Mikhail M. Bakhtin (1895-1975), a literary theorist and dissident Russian during the Stalinist regime of repression and censorship, arguably contributed to the Formalism Literary Theory, which was a “Russian literary movement of the 1920’s and 1930s…emphasized theoretical considerations of FORM as they sought to develop a science of poetics of literature” (Frye 209). His writing on the “carnivalesque—an idea  first introduced in Rabelais and His World (written in the 1930s and 1940s, published 1965)—is Bakhtin’s term for those forms of unofficial culture (the early novel among them) that resist official culture, political oppression, and totalitarian order through laughter, parody, and ‘grotesque realism’”(Leitch 1073).
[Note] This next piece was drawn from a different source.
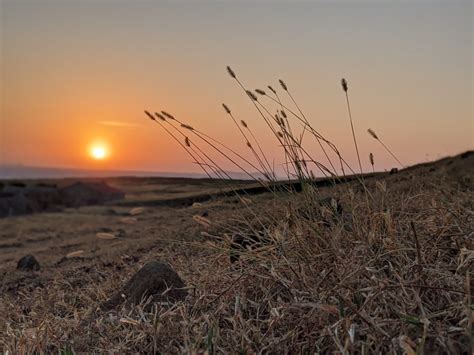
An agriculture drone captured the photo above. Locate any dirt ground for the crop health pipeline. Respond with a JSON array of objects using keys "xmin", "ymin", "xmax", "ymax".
[{"xmin": 0, "ymin": 178, "xmax": 254, "ymax": 275}]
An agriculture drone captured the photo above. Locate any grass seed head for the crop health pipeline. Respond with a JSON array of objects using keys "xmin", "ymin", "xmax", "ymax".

Bakhtin’s  research and dissertation of Rabelias’s discourse on carnival intrigued him because he evidently related its lack of Rabelias’s carnivalesque laughter to his modern day Russia.
            Anatoly Lunacharsky, a Russian critic “who presided over the foundation of Soviet culture, the Commissar of Enlightenment … basic argument that carnival was a kind of safety valve for passions the common people might otherwise direct to revolution” coincided with Bakhtin’s premise, who was writing his dissertation at the time (Bakhtin Michail Prologue xviii). Bakhtin was keenly aware of the intolerance the Stalinist regime held for political satire and parody so he tried to do a balancing act when the censors questioned him. The Introduction of Rabelais and His World states that “all were considered equal during carnival” (10). Furthermore, it “is the laughter of all the people. Second, it is universal in Scope; it is directed at all and everyone, including the carnival’s participants. Third, this laughter is ambivalent: It is gay, triumphant, and at the same time mocking, deriding” (11, 12). Bakhtin’s interpretation of the carnival relates to Victor Shklovsky’s—another Russian formalist (1893-1984)—salient points in his discourse on “Art as Technique.”
            For example, the pantomime of the carnival correlates with the “defamiliarization” technique that Shklovsky describes as making “the familiar seem strange by not naming the familiar object. He [Leo Tolstoy] describes an object as if he were seeing it for the first time, an event as if it were happening for the first time. In describing something, he avoids the accepted names of its parts and instead names corresponding parts of the object” (Shklovsky Online 2). The dress, costume, and pantomime of these carnival participants conveyed hilarious satire and parody without declarative sentences, of their political, aristocratic, and ecclesiastical targets. On a typical carnival day, one would probably see heteroglassia—Bakhtin’s term for speaking differently to different people—at work, depending who the performer’s audience is at that specific instance. Thus Bakhtin tries to revitalize and infuse the carnivalesque freedom into intellectual formalist theory and Russian literary life, and furthermore, we see the incorporation of Shklovsky’s defamiliarization technique reflected in these carnivals during the Middle Ages/Early Renaissance periods in Europe as well.

Work Cited

Bakhtin, Mikail. Rabelias and His World. Trans. Helene Iswolsky. Bloomington: Indiana      
University Press, 1984. Print

Frye, Northrop, et al. Ed. The Harper Handbook to Literature. New York: Longman, 1997. Print

Kuiper, Kathleen. Ed. Merriam Webster’s Encyclopedia of Literature. Springfield, Mass.: 
Merriam-Webster, Incorporated, 1995. Print

Leitch, Vincent B. Ed. The Norton Anthology of Theory and Criticism. 2nd ed. New York: W.W.